Scritto da Charlie Kaufman e diretto da Spike Jonze, è il prodotto di un incontro che non è soltanto felice ma quasi “chimico”: due immaginari contorti e lucidissimi che si riconoscono e si potenziano a vicenda, facendo del film non tanto un esordio di collaborazione quanto una dichiarazione di poetica.
Pellicola deliberatamente bizzarra, sfrontatamente stravagante, costruita su un dispositivo narrativo al limite dell’assurdo e tuttavia tenuta insieme da una regia ferma, pensata, quasi geometrica, capace di incanalare il caos in una forma paradossalmente nitida. L’intreccio, grottescamente kafkiano, sfuma continuamente i confini tra farsa identitaria, commedia bislacca e fanta–thriller psicologico, trasformando il tunnel che porta “dentro” John Malkovich in una sorta di laboratorio fenomenologico: chi è il soggetto, a chi appartiene uno sguardo, che cosa resta di un io quando può essere abitato, affittato, violato.
Dietro le trovate deliranti e l’humour surreale, il film ospita un ritratto psicologico spietato: personaggi colti nel loro ventaglio di debolezze, narcisismi, mitomanie, insicurezze e micro–tormenti quotidiani, come se il passaggio nel cervello di Malkovich non fosse che un acceleratore delle loro fratture interne.
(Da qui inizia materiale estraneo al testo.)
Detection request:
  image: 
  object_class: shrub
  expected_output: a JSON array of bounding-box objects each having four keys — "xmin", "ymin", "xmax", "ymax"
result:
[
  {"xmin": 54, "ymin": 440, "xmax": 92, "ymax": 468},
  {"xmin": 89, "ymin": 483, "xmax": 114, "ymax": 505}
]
La prima parte, asciutta, rapida, scandita da una sorta di montaggio sincopato delle situazioni, possiede una grazia quasi meccanica; la seconda, più cerebrale e autoriflessiva, indulge talvolta in soluzioni stilistiche meno felici, ma proprio questa lieve scompostezza sembra rispecchiare la progressiva deriva mentale dei personaggi, come se la forma stessa cominciasse a farsi contaminare dalla loro ossessione.
Sul piano attorale, John Cusack disegna con precisione un uomo pateticamente ordinario, sospeso tra frustrazione professionale e desiderio di riscatto simbolico; Cameron Diaz, coraggiosamente imbruttita, scardina la propria immagine glamour e la piega a un’inquietudine quasi animalesca; mentre John Malkovich, nel ruolo di se stesso, offre una performance che unisce autocompiacimento controllato e feroce autoironia, trasformandosi da star hollywoodiana in superficie attraversabile, campo di battaglia e al tempo stesso bersaglio del film. Il risultato è un’opera che non si limita a intrattenere: interroga, disturba e, soprattutto, mette in crisi l’idea stessa di identità come proprietà privata.